There were 5 cases with previous treatment history in fellow eye, we thus examined the difference between treated and fellow eye in 72 cases. Among these 72 cases, mean CCT at baseline was 351 ± 97 μm in treated eyes and 312 ± 92 μm in fellow eyes with a significant difference (p < 0.05). Mean change in CCT was − 1.0 ± 5.3% in treated eyes and − 0.1 ± 4.2% in fellow eyes after 1 month, − 3.6 ± 5.6% and 0.4 ± 4.8% after 3 months, and − 6.0 ± 6.3% and 0.2 ± 6.6% after 6 months, showing a significant difference after 3 and 6 months (1 month, p = 0.73; 3 months, p < 0.01; 6 months, p < 0.01). There was no significant change in the CCT in these fellow eyes over 6 months compared to the baseline (Fig. 5).

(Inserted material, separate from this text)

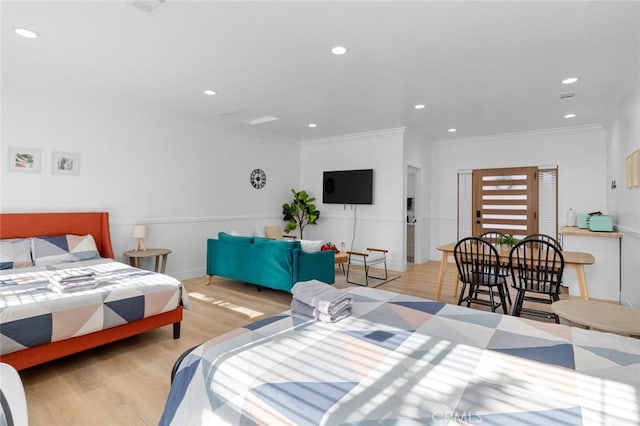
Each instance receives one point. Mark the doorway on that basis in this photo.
(412, 227)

Factors associated with retinal findings
Univariate and multivariate regression analysis are shown in Tables 3 and 4. The multivariate linear regression analysis found that the rate of change in CMT at 6 months after SRT was significantly associated positively with focal leakage type on FA (p = 0.03, coefficient 15.26, 95% confidence interval 1.72–28.79) and larger baseline CMT (p < 0.01, coefficient − 0.13, 95% confidence interval − 0.13 to − 0.05) (Table 3). The multivariate logistic regression analysis found that the resolution of SRF at 6 months after SRT was significantly associated negatively with history of smoking (p = 0.03, odds ratio 0.276, 95% confidence interval 0.086–0.887) and positively with focal leakage type on FA (p < 0.01, odds ratio 0.136, 95% confidence interval 0.042–0.437) (Table 4). Figure 6 shows the decision tree classified by the factors associated with complete resolution of SRF used as the basis for the result of multivariate analysis.
During this study, no patient developed intraocular inflammation, haemorrhage, or other event attributable to laser irradiation.
This is the first report to investigate the factors affecting effectiveness of SRT for CSC patients. SRT may reportedly lead to the complete resolution of SRF after 3 months in 19–74% of patients with chronic CSC15,16,17,18,19. In our current study, mean CMT in CSC patients was significantly decreased 6 months after SRT in 72.7% of patients. Complete resolution of SRF was seen in 59.7% of all cases. Although there are some differences in the inclusion criteria and the follow-up period, our current result shows the treatment effectiveness as high as in the previous reports with SRT.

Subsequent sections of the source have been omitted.